I accounted my selfless self for this sense of insignificance. I blamed my uncertainties in decision making for the lifeless life I’m living.

But my mind keeps telling me that I’m afraid to face life and its consequences, that I took the decision not to be alive at all. To the point that I denied everything good there is about life. I’m afraid of dealing with the pain, that I decided life is not important. I was securing myself against the misery and sorrow. The fear of losing. The fear of failure.

I have no things to attain, and no things that I can let go. I am jealous of other people, but did nothing to achieve glory. I was trapped within this phobia of letting something that I hold dear most go. I was too appreciative to things that are too small to have implication to my life.

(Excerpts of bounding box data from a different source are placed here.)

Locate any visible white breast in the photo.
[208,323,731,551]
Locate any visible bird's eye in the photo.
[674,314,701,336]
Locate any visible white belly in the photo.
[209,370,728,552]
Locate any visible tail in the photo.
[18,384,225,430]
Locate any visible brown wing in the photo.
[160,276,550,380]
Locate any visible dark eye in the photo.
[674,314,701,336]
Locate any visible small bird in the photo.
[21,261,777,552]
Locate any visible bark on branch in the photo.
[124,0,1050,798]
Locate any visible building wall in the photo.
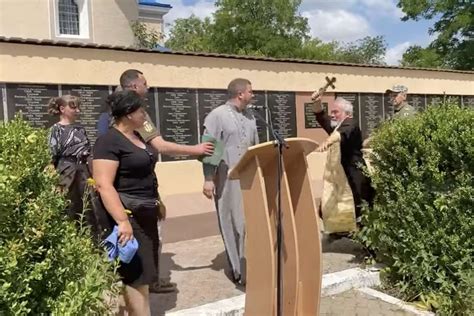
[0,42,474,95]
[0,0,162,46]
[91,0,138,46]
[0,41,474,241]
[0,0,51,39]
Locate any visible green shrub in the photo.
[0,118,117,315]
[358,105,474,315]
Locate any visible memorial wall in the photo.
[0,83,474,161]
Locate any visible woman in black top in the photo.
[93,91,158,315]
[48,95,91,220]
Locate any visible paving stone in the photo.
[150,236,364,315]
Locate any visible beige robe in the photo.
[321,128,356,233]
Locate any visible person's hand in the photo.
[316,142,329,153]
[195,142,214,156]
[311,91,324,102]
[202,181,215,199]
[118,219,133,246]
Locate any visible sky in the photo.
[160,0,434,65]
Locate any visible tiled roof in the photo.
[0,36,474,75]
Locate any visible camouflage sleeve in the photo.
[137,113,160,143]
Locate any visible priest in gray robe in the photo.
[203,78,258,284]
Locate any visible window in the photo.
[58,0,80,35]
[52,0,90,39]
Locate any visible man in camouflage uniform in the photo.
[385,85,416,119]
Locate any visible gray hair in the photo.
[227,78,252,99]
[334,97,354,116]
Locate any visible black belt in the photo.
[59,156,87,165]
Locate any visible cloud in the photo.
[164,0,216,29]
[300,0,358,11]
[385,42,412,65]
[302,9,373,42]
[359,0,404,19]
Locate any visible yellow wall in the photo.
[0,40,474,217]
[91,0,138,46]
[0,43,474,95]
[0,0,162,46]
[0,0,52,39]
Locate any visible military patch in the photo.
[143,121,153,133]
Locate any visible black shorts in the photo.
[118,196,159,286]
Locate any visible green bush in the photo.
[0,118,117,315]
[358,105,474,315]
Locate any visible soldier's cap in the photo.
[385,84,408,93]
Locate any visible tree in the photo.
[401,45,443,68]
[297,36,387,65]
[166,14,212,52]
[166,0,387,64]
[398,0,474,70]
[211,0,309,57]
[338,36,387,65]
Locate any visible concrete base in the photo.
[166,268,380,316]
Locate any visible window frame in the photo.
[52,0,91,40]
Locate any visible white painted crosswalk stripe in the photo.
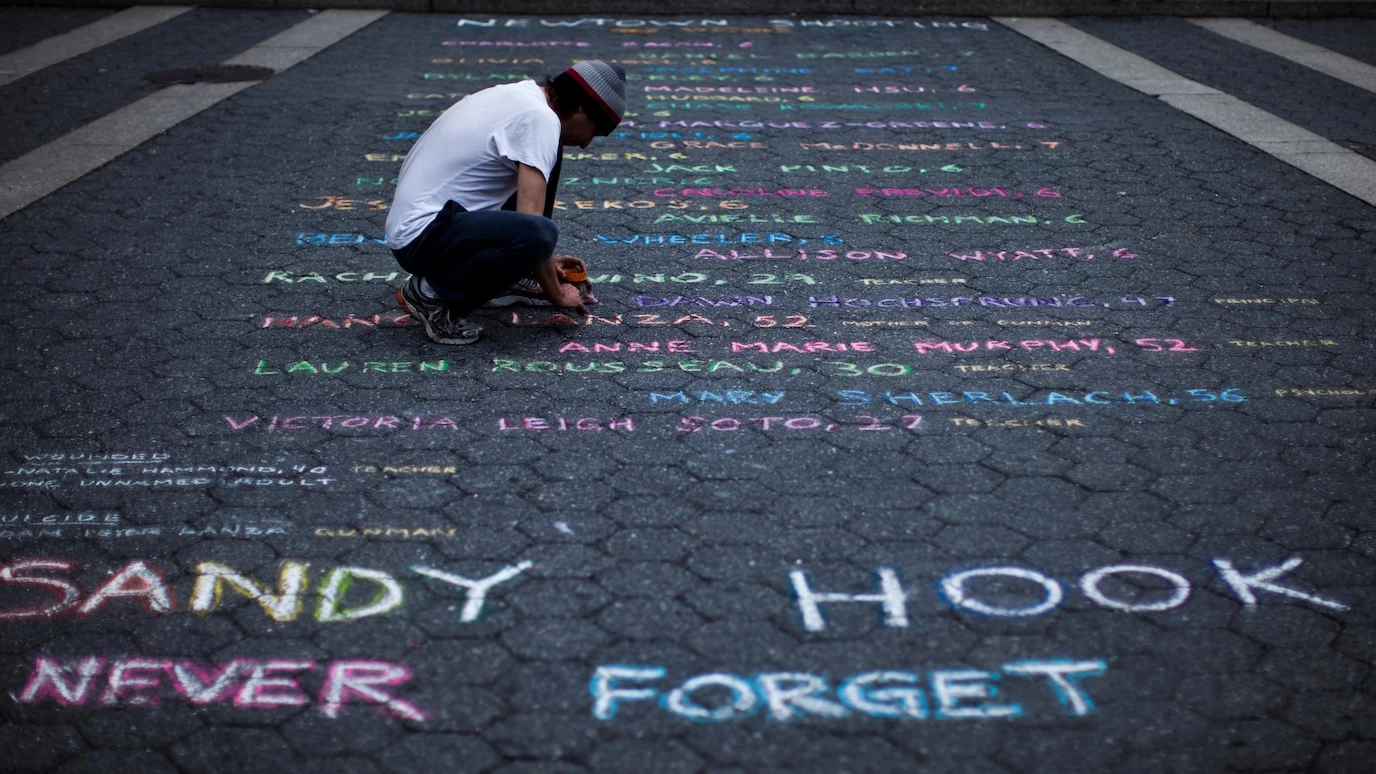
[0,6,191,85]
[0,11,387,218]
[1186,19,1376,92]
[995,17,1376,207]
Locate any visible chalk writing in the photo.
[597,231,843,245]
[1214,299,1322,304]
[1276,387,1376,398]
[694,248,891,260]
[15,656,427,722]
[779,164,965,175]
[588,271,817,285]
[649,390,783,406]
[912,339,1117,355]
[559,340,696,353]
[856,189,1061,198]
[512,311,809,328]
[257,314,417,331]
[636,296,773,307]
[788,556,1348,632]
[263,270,405,285]
[949,416,1088,430]
[297,195,395,211]
[856,212,1086,226]
[0,558,534,623]
[296,229,396,242]
[348,466,458,475]
[827,385,1247,406]
[947,245,1138,262]
[808,295,1175,310]
[493,415,636,432]
[677,415,923,432]
[253,359,450,376]
[1229,339,1337,348]
[0,511,120,526]
[589,658,1108,723]
[555,198,764,207]
[856,277,969,285]
[493,358,784,373]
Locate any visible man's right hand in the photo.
[545,282,588,317]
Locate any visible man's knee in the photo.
[530,216,559,256]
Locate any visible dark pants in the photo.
[392,153,563,317]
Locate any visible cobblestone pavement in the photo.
[0,8,1376,773]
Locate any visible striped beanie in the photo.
[556,59,626,135]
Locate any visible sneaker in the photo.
[396,275,483,344]
[483,277,553,307]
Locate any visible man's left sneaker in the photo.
[483,277,553,307]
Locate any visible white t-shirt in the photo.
[387,81,560,249]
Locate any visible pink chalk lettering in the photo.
[168,658,252,705]
[0,559,81,621]
[18,656,105,707]
[78,559,173,616]
[319,661,425,720]
[234,660,315,709]
[100,658,171,707]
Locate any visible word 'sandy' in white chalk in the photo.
[387,61,626,344]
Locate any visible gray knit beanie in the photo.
[561,59,626,134]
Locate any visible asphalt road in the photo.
[0,7,1376,773]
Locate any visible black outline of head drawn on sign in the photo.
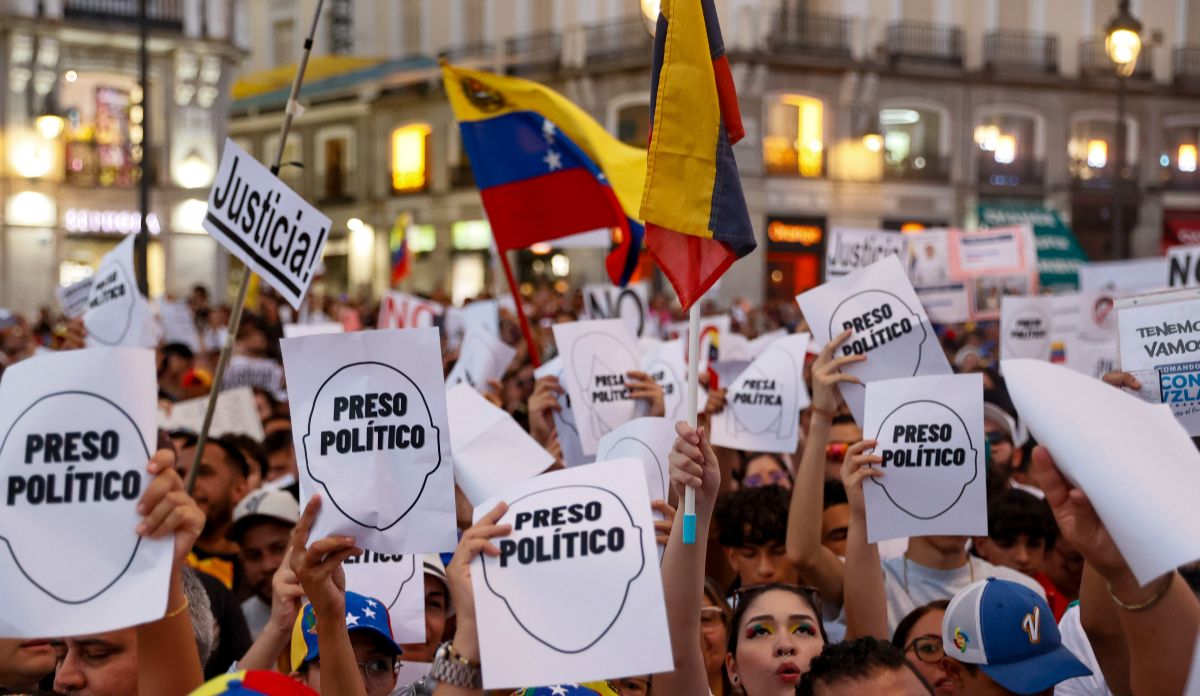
[728,348,800,438]
[300,360,442,532]
[829,288,929,376]
[84,260,138,346]
[481,484,646,655]
[0,390,150,605]
[564,331,641,439]
[871,398,979,520]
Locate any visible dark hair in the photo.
[822,481,850,510]
[713,486,791,548]
[988,488,1058,550]
[892,599,950,650]
[796,636,934,696]
[725,582,829,655]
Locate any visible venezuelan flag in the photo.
[641,0,757,310]
[442,64,646,286]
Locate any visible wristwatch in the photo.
[430,641,484,689]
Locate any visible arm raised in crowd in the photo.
[653,421,720,694]
[787,330,866,605]
[137,450,204,696]
[1033,446,1200,694]
[841,440,890,641]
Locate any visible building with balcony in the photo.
[0,0,244,312]
[230,0,1200,300]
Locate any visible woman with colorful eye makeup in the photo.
[725,583,826,696]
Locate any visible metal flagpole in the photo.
[185,0,325,494]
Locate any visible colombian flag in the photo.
[442,64,646,286]
[641,0,756,310]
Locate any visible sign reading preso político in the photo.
[204,139,331,310]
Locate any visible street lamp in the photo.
[1104,0,1141,259]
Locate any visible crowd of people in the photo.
[0,278,1200,696]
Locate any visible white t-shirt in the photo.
[881,556,1046,634]
[1054,602,1112,696]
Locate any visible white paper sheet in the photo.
[863,373,988,544]
[1003,360,1200,584]
[796,256,950,422]
[446,384,554,505]
[280,329,457,553]
[472,458,673,689]
[713,334,811,452]
[553,319,640,455]
[0,348,173,638]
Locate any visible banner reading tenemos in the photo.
[204,139,331,310]
[281,328,457,553]
[796,256,950,422]
[472,458,672,689]
[0,348,172,637]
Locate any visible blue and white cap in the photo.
[942,577,1092,694]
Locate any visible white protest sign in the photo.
[158,386,264,442]
[863,373,988,544]
[796,257,950,422]
[583,283,654,336]
[712,334,811,452]
[342,551,425,643]
[553,319,640,455]
[83,234,156,348]
[472,458,673,689]
[1002,360,1200,584]
[280,328,457,553]
[826,227,908,280]
[54,276,94,319]
[446,384,554,505]
[533,356,595,467]
[203,138,331,310]
[0,348,173,638]
[446,326,517,391]
[378,290,445,329]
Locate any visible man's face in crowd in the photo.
[175,444,246,536]
[725,542,799,586]
[54,629,138,696]
[0,638,56,689]
[976,534,1046,577]
[821,503,850,558]
[238,520,292,604]
[401,575,450,662]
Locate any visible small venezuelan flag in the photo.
[442,64,646,286]
[641,0,757,310]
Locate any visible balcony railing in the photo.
[584,17,654,65]
[62,0,184,31]
[1174,43,1200,90]
[887,22,962,67]
[767,12,853,59]
[1079,38,1154,80]
[983,31,1058,74]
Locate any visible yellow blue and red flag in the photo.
[640,0,757,310]
[442,64,646,286]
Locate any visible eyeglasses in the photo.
[904,635,946,664]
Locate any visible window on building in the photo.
[391,124,433,193]
[880,106,949,180]
[762,95,824,176]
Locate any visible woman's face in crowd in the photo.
[726,589,824,696]
[904,610,962,696]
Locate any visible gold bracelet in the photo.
[162,596,188,619]
[1109,571,1175,612]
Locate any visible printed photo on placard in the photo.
[712,334,810,452]
[796,257,950,424]
[863,373,988,544]
[281,328,457,553]
[0,348,173,638]
[472,458,673,689]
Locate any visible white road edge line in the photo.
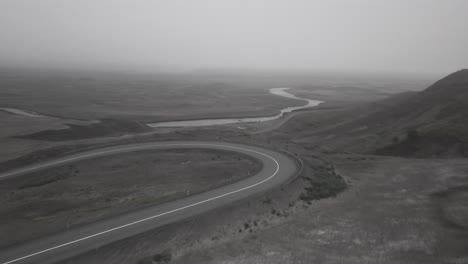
[0,143,279,264]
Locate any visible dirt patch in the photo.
[18,119,151,141]
[0,149,261,250]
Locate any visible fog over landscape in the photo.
[0,0,468,75]
[0,0,468,264]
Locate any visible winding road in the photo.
[0,141,302,264]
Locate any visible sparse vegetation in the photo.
[299,166,346,203]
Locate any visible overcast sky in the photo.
[0,0,468,74]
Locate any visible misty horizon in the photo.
[0,0,468,76]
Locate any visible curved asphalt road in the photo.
[0,141,298,264]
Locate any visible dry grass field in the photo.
[0,149,261,250]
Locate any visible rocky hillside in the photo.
[372,69,468,157]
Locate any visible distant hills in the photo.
[298,69,468,158]
[372,69,468,157]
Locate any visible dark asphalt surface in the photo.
[0,141,301,264]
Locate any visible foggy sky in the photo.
[0,0,468,74]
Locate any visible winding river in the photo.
[147,88,323,127]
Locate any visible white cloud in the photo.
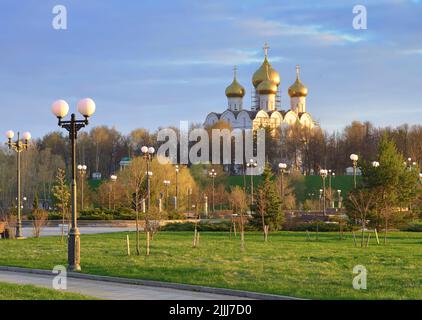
[399,49,422,55]
[237,19,364,44]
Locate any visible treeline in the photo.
[0,121,422,209]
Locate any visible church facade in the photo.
[204,45,317,130]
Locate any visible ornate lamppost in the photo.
[328,169,336,208]
[6,130,31,239]
[319,169,328,216]
[208,169,217,213]
[163,180,170,210]
[51,98,95,271]
[246,159,258,206]
[78,164,88,211]
[174,165,180,213]
[141,146,155,211]
[337,189,342,209]
[278,163,287,205]
[109,174,117,210]
[350,153,359,189]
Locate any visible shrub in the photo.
[400,221,422,232]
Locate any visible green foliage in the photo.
[51,168,70,214]
[251,163,284,230]
[0,282,97,300]
[361,135,420,225]
[286,222,353,232]
[400,221,422,232]
[0,231,422,300]
[161,221,256,232]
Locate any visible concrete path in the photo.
[0,271,246,300]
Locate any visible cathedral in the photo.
[204,44,316,130]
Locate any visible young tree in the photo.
[362,134,419,243]
[346,189,374,247]
[51,168,70,240]
[32,194,48,238]
[230,186,248,251]
[251,163,284,236]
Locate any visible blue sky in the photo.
[0,0,422,137]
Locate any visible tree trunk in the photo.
[384,217,388,245]
[147,231,150,256]
[136,208,141,256]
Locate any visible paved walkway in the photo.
[0,271,245,300]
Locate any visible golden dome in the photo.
[252,56,280,88]
[289,66,308,97]
[256,65,278,94]
[226,68,245,98]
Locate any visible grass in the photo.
[0,232,422,299]
[226,175,361,202]
[0,282,93,300]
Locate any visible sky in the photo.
[0,0,422,137]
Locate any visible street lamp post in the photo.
[163,180,170,210]
[209,169,217,213]
[78,164,88,211]
[109,174,117,210]
[278,163,287,206]
[246,159,258,211]
[174,165,180,213]
[337,189,341,209]
[141,146,155,211]
[318,189,322,211]
[319,169,328,216]
[328,169,336,208]
[6,130,31,239]
[350,153,359,189]
[51,98,95,271]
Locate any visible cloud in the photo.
[232,19,365,44]
[123,48,288,67]
[399,49,422,55]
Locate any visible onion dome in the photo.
[256,65,278,94]
[226,67,245,98]
[252,57,280,88]
[289,66,308,98]
[252,43,280,88]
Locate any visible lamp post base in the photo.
[67,228,81,271]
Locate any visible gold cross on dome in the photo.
[263,42,270,57]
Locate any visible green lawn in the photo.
[224,175,361,202]
[0,282,94,300]
[0,232,422,299]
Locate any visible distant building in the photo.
[204,44,316,130]
[119,157,132,170]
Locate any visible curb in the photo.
[0,266,305,300]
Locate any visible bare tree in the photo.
[349,190,374,247]
[230,186,248,251]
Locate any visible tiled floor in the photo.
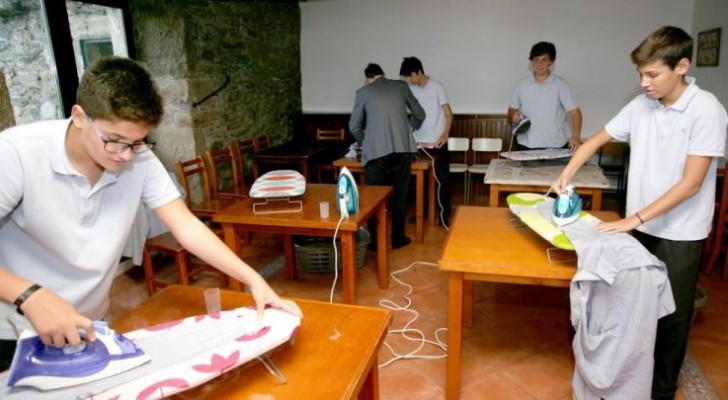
[112,189,728,399]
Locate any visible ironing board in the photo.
[506,193,599,250]
[0,307,301,400]
[500,149,572,161]
[250,169,306,214]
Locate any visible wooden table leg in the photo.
[222,224,243,291]
[427,162,432,226]
[445,272,463,400]
[488,183,500,207]
[340,232,356,304]
[283,235,296,280]
[377,202,389,289]
[463,280,475,328]
[357,358,379,400]
[415,169,425,243]
[591,189,602,211]
[253,158,260,180]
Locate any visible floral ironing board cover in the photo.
[506,193,599,250]
[0,307,301,400]
[250,169,306,199]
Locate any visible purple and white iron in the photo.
[7,321,149,390]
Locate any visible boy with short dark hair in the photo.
[0,57,301,370]
[507,42,582,150]
[553,26,728,399]
[399,57,454,226]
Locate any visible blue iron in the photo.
[336,167,359,218]
[7,321,149,390]
[552,185,581,226]
[508,114,531,151]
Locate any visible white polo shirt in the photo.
[605,78,728,240]
[0,119,180,339]
[409,78,448,144]
[510,72,578,148]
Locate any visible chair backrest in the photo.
[205,146,240,198]
[316,128,345,142]
[473,138,503,164]
[253,133,273,151]
[447,138,470,164]
[447,138,470,151]
[231,138,255,186]
[176,155,212,207]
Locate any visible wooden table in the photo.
[439,206,619,399]
[113,285,392,400]
[253,141,337,182]
[484,159,609,210]
[212,184,392,303]
[334,156,437,243]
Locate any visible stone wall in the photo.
[0,69,15,131]
[0,0,301,170]
[0,0,61,124]
[132,0,301,163]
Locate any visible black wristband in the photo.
[13,283,41,315]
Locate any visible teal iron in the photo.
[336,167,359,218]
[552,185,581,226]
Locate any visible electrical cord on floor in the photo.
[379,261,447,368]
[329,212,346,303]
[415,145,452,231]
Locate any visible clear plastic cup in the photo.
[205,288,220,314]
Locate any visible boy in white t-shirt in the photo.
[553,26,728,399]
[0,57,301,370]
[399,57,453,226]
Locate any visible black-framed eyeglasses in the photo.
[86,116,155,154]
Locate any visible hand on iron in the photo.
[22,288,96,347]
[248,276,303,319]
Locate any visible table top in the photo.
[212,183,393,232]
[253,140,339,160]
[484,159,609,189]
[334,156,432,170]
[440,206,619,283]
[113,285,392,400]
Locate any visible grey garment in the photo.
[549,205,675,400]
[349,77,425,165]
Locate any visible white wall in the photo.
[301,0,692,136]
[690,0,728,106]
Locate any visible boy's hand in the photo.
[249,276,303,319]
[22,288,96,347]
[594,215,642,233]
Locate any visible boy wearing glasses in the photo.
[0,57,301,371]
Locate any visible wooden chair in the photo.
[205,146,248,200]
[310,128,346,182]
[701,168,728,279]
[447,137,470,204]
[316,128,346,142]
[597,141,629,214]
[253,133,273,151]
[468,138,503,203]
[231,138,255,188]
[176,155,235,219]
[143,232,228,296]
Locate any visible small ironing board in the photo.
[250,169,306,214]
[506,193,598,250]
[500,149,572,161]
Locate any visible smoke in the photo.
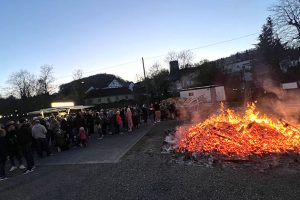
[259,79,300,123]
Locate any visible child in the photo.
[79,127,87,147]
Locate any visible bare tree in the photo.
[7,70,36,98]
[270,0,300,46]
[165,51,178,63]
[165,50,194,68]
[178,50,194,68]
[148,62,162,78]
[36,65,55,95]
[72,69,83,81]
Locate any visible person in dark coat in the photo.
[0,127,8,181]
[142,104,148,124]
[5,121,26,171]
[17,119,34,173]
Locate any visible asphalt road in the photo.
[0,121,300,200]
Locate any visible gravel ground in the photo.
[0,121,300,200]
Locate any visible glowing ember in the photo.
[176,104,300,159]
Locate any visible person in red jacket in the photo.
[116,111,123,134]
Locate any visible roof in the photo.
[180,85,220,91]
[85,87,132,99]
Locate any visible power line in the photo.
[57,60,140,80]
[0,32,259,86]
[145,32,259,59]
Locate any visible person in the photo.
[0,127,7,181]
[100,110,109,137]
[32,119,51,158]
[149,103,155,123]
[86,111,95,135]
[95,112,103,140]
[116,111,123,134]
[6,121,26,172]
[79,127,87,147]
[142,104,148,124]
[48,115,60,145]
[153,101,161,123]
[18,119,35,174]
[126,108,133,132]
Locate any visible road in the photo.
[0,121,300,200]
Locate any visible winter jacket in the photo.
[116,114,122,125]
[5,130,18,151]
[17,124,32,145]
[32,123,47,139]
[0,136,7,157]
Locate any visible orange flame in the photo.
[177,103,300,158]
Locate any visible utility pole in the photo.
[142,57,150,105]
[142,57,146,79]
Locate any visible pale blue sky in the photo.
[0,0,275,94]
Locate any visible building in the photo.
[85,87,134,105]
[180,85,226,103]
[85,79,134,105]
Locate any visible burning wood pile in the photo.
[165,104,300,170]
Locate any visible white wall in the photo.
[180,88,211,102]
[215,86,226,101]
[180,86,226,102]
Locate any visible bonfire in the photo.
[175,103,300,160]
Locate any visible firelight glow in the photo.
[51,102,75,108]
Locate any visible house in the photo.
[85,79,134,105]
[85,87,134,105]
[180,85,226,102]
[169,60,197,92]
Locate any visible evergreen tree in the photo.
[256,17,285,72]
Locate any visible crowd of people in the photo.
[0,102,175,180]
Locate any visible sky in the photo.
[0,0,276,95]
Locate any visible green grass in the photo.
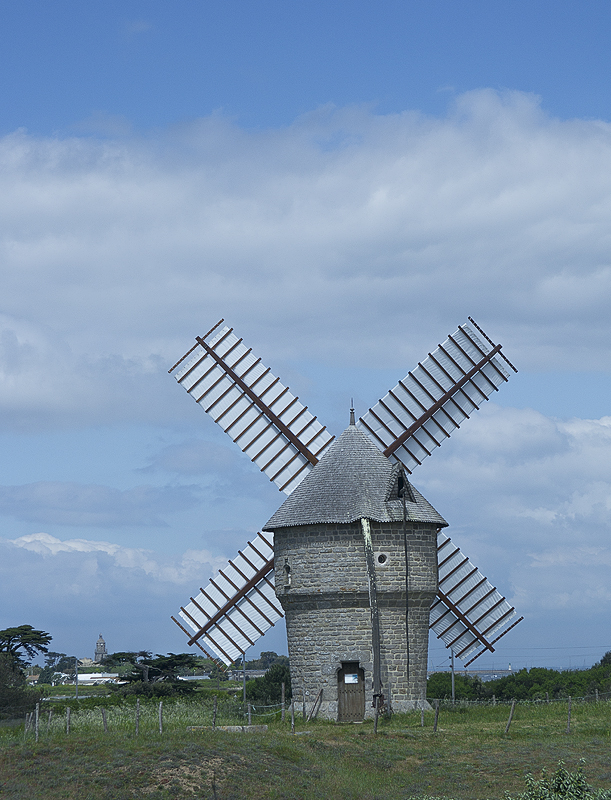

I dreamt of many nightmares every night. Some people that I loved caught in accidents. I dreamt of flood, of blood, of death. I was scared and miserable. I was missing somebody but I don’t know whom. I was hoping to be saved by someone but I don’t know who will. I tried to tell somebody about all that I felt but nobody will understand.

I smiled coyly to people clashing my path. Or maybe sometimes it’s an actual smile. Or nodded vaguely with an inaudible monosyllable greeting. I hoped to be looked as invisible as possible, transparent from their bare eyes. I have nothing that I want from people. I have given up on human’s relationship. I was betrayed.

Somehow it feels like my time is up. I have no business living among them. I need escapism from these superficialities and fakeness; and just run from it all. And start anew at somewhere else. I am tired of thinking what to wear, how my hair looks, how my body smells, what do they think of me? I couldn’t just announce casually to the people “God, this is me. Stop imposing your values on me!” with a poker face.

Then again, I believe that it’s not them I’m dreading of. It’s me. Just me. Just I know that I could not carry on anymore. Some parts of me are already dead.

Life is just a series of forgivable mistakes, after all. And I have forgiven everybody but myself. I hated myself all along. I had never forgiven all my mistakes. I am guilty.

I closed the book for good. I have finished reading every page. We are still in the car; I began to see some other lights from other vehicles in front. My thoughts vanished in a split second. Without knowing what to expect, I closed my eyes. And I saw a face. An answer. Oh, please forgive me. Please forgive me. And I cried.